Karben. Vorstandsmitglied Anke Behrens erklärt zur Einführung bei einem Glas Apfelsaft, dass Hochstämme, die meist erst nach zwölf Jahren ihren vollen Ertrag lieferten, nur manuell zu bewirtschaften seien. Das bedeute viel Arbeit, Pflege, Kraftaufwand. Um die Kulturlandschaft Streuobst zu erhalten und zu fördern, habe sich der Verein im November 2013 gegründet. 23 Mitglieder gehören ihm mittlerweile an. Die IG Streuobst aus der Taufe gehoben hat der in Karben und für die Kelterei Rapp’s tätige Streuobst-Fachmann Clemens Caesar.

Der Agraringenieur ist im vergangenen Jahr im Alter von 52 Jahren bei einem Verkehrsunfall ums Leben gekommen. „Es war für uns alle ein Schock“, sagt Behrens. Sein Vorstandsposten werde während der Hauptversammlung am 7. März neu besetzt. Dem Streuobst haben sich Anke Behrens und ihr Mann Volker, der Vorsitzender des Vereins ist, auch privat verschrieben. Das Ehepaar hat eine Streuobstwiese gepachtet und verwertet die Bio-Äpfel zu Apfelsaft und Marmeladen.

„Wir sind beide Büromenschen. Es ist ein Ausgleich – und wir tun so etwas für die Natur“, sagt Volker Behrens. Und, fügte er hinzu, mehr Bio gehe einfach nicht. Die IG Streuobst bewirtschafte derzeit vier Streuobstwiesen mit etwa 350 Bäumen auf Karbener Gemarkung. Auf den Wiesen finde sich die klassische Streuobstpalette mit Äpfeln, Birnen, Kirschen, Mirabellen, Mispel, Speierling und Zwetschgen.

Der Verein habe die Wiesen 2014 übernommen, nachdem jahrzehntelang keine Pflegemaßnahmen erfolgt waren.

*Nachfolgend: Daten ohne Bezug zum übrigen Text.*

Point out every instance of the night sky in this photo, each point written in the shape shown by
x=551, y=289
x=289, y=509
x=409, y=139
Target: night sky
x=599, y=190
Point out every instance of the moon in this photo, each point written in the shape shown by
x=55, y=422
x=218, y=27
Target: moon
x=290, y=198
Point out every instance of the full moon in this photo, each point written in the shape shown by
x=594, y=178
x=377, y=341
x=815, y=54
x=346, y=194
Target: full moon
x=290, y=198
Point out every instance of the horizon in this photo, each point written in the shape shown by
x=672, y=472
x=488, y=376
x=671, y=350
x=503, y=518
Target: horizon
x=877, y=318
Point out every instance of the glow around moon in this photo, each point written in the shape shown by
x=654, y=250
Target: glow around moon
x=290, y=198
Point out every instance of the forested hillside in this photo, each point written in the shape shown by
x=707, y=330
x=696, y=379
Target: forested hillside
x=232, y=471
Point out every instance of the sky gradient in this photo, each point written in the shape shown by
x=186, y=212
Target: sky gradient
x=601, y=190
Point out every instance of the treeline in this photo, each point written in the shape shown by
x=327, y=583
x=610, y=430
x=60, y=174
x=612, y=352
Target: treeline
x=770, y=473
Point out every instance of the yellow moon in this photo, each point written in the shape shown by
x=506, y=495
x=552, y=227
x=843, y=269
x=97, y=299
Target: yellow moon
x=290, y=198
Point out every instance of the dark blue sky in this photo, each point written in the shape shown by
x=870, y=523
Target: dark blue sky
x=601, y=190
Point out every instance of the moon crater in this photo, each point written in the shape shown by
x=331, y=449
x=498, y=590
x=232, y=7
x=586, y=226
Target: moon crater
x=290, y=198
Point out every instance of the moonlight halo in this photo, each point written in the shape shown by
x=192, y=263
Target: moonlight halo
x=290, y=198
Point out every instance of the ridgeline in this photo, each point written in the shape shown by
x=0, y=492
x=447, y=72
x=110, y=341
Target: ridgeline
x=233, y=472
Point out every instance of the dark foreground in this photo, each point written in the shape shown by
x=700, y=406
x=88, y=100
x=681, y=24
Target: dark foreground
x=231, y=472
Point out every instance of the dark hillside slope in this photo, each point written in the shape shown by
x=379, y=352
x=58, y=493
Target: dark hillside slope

Mähen, Mulchen, die Stärkung der Bäume durch Leimringe und Stamm-Anstriche sowie Schnittmaßnahmen gehören zu den Pflegemaßnahmen.

Warum man wie schneiden soll und wie nicht, das wollten auch die meisten Teilnehmer des Kurses lernen. „Mein Vater und ich haben einen Schrebergarten mit Apfelbäumen. Ich versuche so viel wie möglich über die Pflege zu erfahren“, sagt Nora Wehner aus Dietzenbach. Eberhard Klein aus Oberursel hat in Okarben eine Streuobstwiese gepachtet. „Ich möchte Äpfel aus eigenem Bestand haben, um Apfelwein zu produzieren.“ Dorothea Schölzel hat eine Obstbaum-Patenschaft für zwei Apfelbäume in Altenstadt übernommen, um deren Pflege sie sich kümmert. Da kommt ihr der Kurs gerade recht.

Masse und Vielfalt

Einen ähnlichen Grund gibt auch Birgit Scharnagel aus Karben an. Sie besitzt drei Obstbäume im eigenen Garten und traut sich bisher nicht an deren Schnitt heran. Im Lehrgarten zeigt Müller die richtige Vorgehensweise. „Vor dem Schnitt erst die Leitäste festlegen“, sagt er und zeigt dies an einem Hochstamm, der zur Erntezeit einen Weißen Winterglockenapfel trägt. Alle Äste, die über die Waagerechte nach unten gingen, würden Fruchtholz, erinnert er und warnt davor, starke Äste herunter zu biegen.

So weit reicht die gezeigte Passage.